My best friend helped me get through a break up I could never express or be open about because people didn’t get why I was so upset because she was only supposed to be a “friend”r Anyway, my friend really really helped me without even knowing he was saving me. I thought about ending my life after we broke up because it was like I’d lost myself. I know this sounds like I was dependent on her, but when you only have one person who truly knows you inside and out it’s scary and traumatic to lose them. It was different than most relationships we really only had each other? Nobody knew us better than each other.
anyway, my best friend who helped me died in a car accident in a different country. It was really hard he was the only person I had when I went through my traumatic phase, and I’ve never felt more alone or helpless. Without him I would definitely not be here today. I was really quite distraught after he died, and I never found out how he died, I wanted to know because I have nightmares about him suffering and it makes me so uneasy. He was a really kind hearted soul. Two other people in the car were totally uninsured and fine and that’s really what I don’t understand. It makes me feel sick.
I never saw his body so it’s really hard for me to believe it’s real, I push it to the back of my mind to pretend it’s not real, and I just think “oh he will be back” but obviously he won’t be. It’s hard to explain it without sounding crazy.

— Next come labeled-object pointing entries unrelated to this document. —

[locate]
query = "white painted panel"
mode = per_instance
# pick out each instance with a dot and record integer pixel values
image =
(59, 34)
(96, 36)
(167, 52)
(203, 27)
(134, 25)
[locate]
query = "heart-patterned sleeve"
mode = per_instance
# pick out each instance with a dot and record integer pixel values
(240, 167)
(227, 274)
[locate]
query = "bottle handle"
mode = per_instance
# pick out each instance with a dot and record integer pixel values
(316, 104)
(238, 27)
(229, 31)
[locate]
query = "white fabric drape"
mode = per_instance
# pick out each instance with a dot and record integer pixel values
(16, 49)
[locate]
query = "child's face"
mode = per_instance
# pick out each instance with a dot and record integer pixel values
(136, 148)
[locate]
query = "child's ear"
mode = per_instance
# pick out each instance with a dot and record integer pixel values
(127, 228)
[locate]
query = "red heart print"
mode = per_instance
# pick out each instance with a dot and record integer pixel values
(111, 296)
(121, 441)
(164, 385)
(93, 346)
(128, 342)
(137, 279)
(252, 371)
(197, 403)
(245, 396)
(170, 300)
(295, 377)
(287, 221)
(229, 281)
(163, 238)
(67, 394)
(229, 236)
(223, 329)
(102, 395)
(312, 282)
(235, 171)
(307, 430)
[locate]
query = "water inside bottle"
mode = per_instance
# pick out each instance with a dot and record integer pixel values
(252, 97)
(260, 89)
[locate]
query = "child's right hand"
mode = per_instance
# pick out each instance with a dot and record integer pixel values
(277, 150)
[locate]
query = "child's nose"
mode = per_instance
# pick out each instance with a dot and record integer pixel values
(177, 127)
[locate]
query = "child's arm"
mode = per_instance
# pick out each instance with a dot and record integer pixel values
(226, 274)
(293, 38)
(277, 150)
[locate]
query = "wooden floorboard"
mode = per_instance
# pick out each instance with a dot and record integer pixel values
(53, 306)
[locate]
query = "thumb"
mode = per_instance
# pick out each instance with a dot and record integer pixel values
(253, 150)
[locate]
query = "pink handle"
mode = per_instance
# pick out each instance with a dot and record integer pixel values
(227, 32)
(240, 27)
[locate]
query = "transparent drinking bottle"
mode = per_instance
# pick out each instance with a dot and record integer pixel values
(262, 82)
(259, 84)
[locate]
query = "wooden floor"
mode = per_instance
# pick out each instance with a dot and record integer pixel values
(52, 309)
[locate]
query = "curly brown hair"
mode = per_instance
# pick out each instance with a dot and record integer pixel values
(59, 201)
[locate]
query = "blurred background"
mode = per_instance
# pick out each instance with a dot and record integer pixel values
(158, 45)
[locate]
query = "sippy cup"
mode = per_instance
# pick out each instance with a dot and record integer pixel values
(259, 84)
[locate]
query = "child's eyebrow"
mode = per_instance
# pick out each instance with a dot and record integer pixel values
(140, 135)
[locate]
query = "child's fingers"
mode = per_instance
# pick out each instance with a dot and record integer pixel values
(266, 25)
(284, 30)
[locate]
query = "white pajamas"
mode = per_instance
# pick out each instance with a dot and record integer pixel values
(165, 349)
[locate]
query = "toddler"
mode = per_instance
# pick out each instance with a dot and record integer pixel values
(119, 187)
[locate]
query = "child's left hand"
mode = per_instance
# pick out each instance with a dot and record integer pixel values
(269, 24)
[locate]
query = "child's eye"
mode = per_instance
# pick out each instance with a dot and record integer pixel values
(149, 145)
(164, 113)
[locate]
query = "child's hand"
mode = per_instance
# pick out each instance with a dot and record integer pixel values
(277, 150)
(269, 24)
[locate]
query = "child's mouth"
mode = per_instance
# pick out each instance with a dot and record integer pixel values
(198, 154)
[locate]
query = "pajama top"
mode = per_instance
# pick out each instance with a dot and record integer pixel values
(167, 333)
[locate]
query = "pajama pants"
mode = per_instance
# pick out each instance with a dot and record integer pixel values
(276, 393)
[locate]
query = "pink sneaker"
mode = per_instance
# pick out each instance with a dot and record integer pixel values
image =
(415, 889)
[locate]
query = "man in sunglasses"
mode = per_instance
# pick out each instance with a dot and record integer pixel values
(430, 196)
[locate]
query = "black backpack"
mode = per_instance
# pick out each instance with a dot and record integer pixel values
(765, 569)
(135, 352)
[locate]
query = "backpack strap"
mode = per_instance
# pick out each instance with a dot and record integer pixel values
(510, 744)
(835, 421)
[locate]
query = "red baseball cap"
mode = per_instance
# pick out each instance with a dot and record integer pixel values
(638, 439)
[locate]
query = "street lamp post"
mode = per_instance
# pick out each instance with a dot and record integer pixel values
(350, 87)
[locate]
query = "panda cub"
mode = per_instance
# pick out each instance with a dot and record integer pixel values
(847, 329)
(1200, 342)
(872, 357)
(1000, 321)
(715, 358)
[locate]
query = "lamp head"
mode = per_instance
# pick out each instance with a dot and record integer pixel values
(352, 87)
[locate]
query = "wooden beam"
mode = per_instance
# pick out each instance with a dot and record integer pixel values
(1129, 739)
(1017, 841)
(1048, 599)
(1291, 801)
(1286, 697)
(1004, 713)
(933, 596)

I just feel so angry and hostile alllllll the time. I have rages and meltdowns that are seemingly over nothing but I can’t control it. I don’t want to be this angry but I can’t help it.
I’m so tired and exhausted every minute of everyday no matter how little or much I sleep. I have a very messed up sleeping pattern. I feel so emotionally drained and exhausted and sometimes I wish I’d just not wake up to just rid myself of this exhaustion.
I did have a panic attack where I was so frightened to sleep once because I thought I was going to die, it was a very weird feeling and I knew It was a ridiculous thing to fear but the fear was so real.
I’m really very socially awkward and go to extreme lengths to avoid public and just people In general even if they are friends and just any human interaction. I have a real problem with eye contact, it scares me to death. I don’t know where to look how long to stare for, ugh it’s a real chore to be constantly thinking and overthinking it. And because of that I have problems talking and socialising and just seeming normal. I feel so crazy that I haven’t concurred eye contact...
I just want anybody to tell me if they know if I’m just crazy and beyond help or if there really is something wrong with me. It’s just so many things pile up and up and up until I feel like I’m going to explode.
I’m really sorry for the long post, but I could have written a thousand more problematic things, but I’m really quite boring.
thanks in advance for any advice or tips or strategies!!!
Anything is helpful at this stage in my life.